Hicks had been with Trump and other senior staff aboard Marine One and Air Force One en route to that rally and had accompanied the president to Tuesday’s presidential debate in Cleveland, along with members of the Trump family.

Multiple White House staffers have previously tested positive for the virus, including Vice President Mike Pence’s press secretary, Katie Miller, national security adviser Robert O’Brien and one of the president’s personal valets.

Pence’s aides had no immediate comment on whether the vice president had been tested or in contact with Trump.

The White House began instituting a daily testing regimen for the president’s senior aides after earlier positive cases close to the president. Anyone in close proximity to the president or vice president is also tested every day, including reporters.

Trump is far from the first world leader to test positive for the virus, which previously infected Brazilian President Jair Bolsonaro and British Prime Minister Boris Johnson, who spent a week in the hospital, including three nights in intensive care. Former Italian Prime Minister Silvio Berlusconi was hospitalized last month while fighting what he called a “hellish” case of COVID-19. More than 1 million people have died from COVID-19, including more than 205,000 in the United States.

While there is currently no evidence that Trump is seriously ill, the positive test raises questions about what would happen if he were to become incapacitated due to illness.
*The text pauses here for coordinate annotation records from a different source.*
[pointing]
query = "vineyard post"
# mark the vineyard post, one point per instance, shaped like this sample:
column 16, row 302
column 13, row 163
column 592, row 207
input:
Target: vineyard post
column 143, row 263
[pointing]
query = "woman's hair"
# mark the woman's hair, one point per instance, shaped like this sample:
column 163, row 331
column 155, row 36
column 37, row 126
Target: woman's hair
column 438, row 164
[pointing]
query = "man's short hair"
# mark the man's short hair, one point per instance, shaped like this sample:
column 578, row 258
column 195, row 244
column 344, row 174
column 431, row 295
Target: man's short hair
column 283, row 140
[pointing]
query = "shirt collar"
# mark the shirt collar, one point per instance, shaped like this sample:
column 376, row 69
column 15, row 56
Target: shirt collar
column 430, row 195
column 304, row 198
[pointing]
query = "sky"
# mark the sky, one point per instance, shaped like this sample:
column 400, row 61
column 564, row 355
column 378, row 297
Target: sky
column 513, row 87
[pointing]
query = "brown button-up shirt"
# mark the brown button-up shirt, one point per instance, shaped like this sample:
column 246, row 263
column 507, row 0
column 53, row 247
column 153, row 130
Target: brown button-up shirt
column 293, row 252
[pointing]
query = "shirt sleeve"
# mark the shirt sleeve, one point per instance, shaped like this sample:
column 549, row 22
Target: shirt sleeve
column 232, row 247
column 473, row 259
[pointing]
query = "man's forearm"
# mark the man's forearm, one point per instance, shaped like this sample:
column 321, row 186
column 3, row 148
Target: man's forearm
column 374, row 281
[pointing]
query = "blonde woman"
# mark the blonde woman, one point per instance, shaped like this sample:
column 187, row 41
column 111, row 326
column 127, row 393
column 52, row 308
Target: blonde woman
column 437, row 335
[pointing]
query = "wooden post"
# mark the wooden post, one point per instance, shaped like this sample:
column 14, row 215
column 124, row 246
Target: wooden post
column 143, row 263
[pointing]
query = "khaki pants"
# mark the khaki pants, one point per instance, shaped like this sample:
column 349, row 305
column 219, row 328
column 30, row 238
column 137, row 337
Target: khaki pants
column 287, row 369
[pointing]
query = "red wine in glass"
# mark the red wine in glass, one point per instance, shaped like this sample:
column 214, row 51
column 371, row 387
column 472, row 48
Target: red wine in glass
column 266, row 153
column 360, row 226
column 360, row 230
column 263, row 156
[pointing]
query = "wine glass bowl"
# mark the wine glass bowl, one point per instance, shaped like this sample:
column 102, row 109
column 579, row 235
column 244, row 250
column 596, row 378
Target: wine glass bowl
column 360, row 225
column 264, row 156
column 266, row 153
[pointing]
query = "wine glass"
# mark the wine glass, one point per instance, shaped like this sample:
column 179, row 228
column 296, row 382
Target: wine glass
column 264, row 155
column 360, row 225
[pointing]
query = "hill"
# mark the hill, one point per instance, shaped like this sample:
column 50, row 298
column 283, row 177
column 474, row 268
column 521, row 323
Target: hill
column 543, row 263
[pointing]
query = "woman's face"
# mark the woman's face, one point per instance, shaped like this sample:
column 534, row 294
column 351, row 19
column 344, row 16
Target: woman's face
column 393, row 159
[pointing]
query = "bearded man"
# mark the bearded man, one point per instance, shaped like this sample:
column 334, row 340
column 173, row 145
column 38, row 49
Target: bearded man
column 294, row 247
The Constitution’s 25th Amendment spells out the procedures under which the president can declare himself “unable to discharge the powers and duties” of the presidency. If he were to make that call, Trump would transmit a written note to the Senate president pro tempore, Republican Sen. Chuck Grassley of Iowa, and House Speaker Nancy Pelosi, D-Calif. Pence would serve as acting president until Trump transmitted “a written declaration to the contrary.”

The vice president and a majority of either the Cabinet or another body established by law can also declare the president unable to discharge the powers and duties of his office, in which case Pence would “immediately assume the powers and duties of the office as Acting President” until Trump could provide a written declaration to the contrary.